別の日には、一行は勇敢にも4リーグの国を越え、ポワント・デュ・ラズで海の咆哮を聞きに行った。そこでは、不吉な名前を持つこの小さな湾の岩に、波が驚異的で恐ろしい効果をもたらしたのである。風で吹き飛ばされた泡が騒々しい白波となって戻ってくると、少女は騎士の腕にしがみついた。

アンリが語った古い伝説もいくつかあったが、その中でも最も有名なのは、カヌート王の娘が悪魔に底なしの巨大な井戸の鍵を与えたという話である。湾の代わりに広大な平原が広がっていた頃のことである。しかし、井戸の扉が不注意にも開いていたために波が押し寄せ、町や住民、家畜など、当時の肥沃な国のすべてを溺れさせ、この海の部分を形成し、それ以来ドゥアルネーズ湾と呼ばれるようになった。

- 「そんなことを信じている人がいるなんて、不思議な時代だった」とアンリは言う。

- 「100年に1度の不幸に見合うだけの価値があったかどうか。
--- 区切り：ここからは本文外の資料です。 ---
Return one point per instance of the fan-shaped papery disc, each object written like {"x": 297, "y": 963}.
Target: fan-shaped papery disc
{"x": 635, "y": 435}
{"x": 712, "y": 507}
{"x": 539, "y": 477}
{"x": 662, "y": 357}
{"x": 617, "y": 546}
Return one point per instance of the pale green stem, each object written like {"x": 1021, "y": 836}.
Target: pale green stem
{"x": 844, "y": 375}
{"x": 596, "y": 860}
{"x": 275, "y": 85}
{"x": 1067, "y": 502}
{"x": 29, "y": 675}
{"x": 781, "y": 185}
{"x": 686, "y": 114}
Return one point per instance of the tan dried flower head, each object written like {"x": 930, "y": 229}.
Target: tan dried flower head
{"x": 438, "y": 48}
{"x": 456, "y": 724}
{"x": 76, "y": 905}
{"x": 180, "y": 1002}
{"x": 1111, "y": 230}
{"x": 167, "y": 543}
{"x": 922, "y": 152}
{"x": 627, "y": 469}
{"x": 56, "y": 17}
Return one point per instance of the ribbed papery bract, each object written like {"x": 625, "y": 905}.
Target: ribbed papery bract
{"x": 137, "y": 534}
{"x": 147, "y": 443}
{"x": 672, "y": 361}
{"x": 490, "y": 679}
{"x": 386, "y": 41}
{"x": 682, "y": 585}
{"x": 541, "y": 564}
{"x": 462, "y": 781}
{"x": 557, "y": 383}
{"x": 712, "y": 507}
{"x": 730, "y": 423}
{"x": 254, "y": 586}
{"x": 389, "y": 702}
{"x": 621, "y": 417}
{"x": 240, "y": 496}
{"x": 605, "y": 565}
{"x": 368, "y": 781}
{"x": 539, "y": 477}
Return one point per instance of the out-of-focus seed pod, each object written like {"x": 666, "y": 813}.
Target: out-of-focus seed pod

」とケルナンは答えた。

- 「無知と迷信の時代は常に嫌われるもので、そこから良いことは何も生まれません。しかし、神がフランスを憐れむとき、この恐ろしいほどの過剰な行為から、人類が予測できない何らかの利益を得ていないかどうかを誰が知るでしょうか。天の道は不可解であり、悪の中には必ず善の芽があります。」

そして、このような話をして、将来への希望を持つことで、静かに帰宅し、長旅の疲れを癒すことができた。この小さな世界にとっては、本当に幸せな日々だった。伯爵の深い関心がなければ、この哀れなはみ出し者たちは、この幸せが続くことだけを求めていただろう。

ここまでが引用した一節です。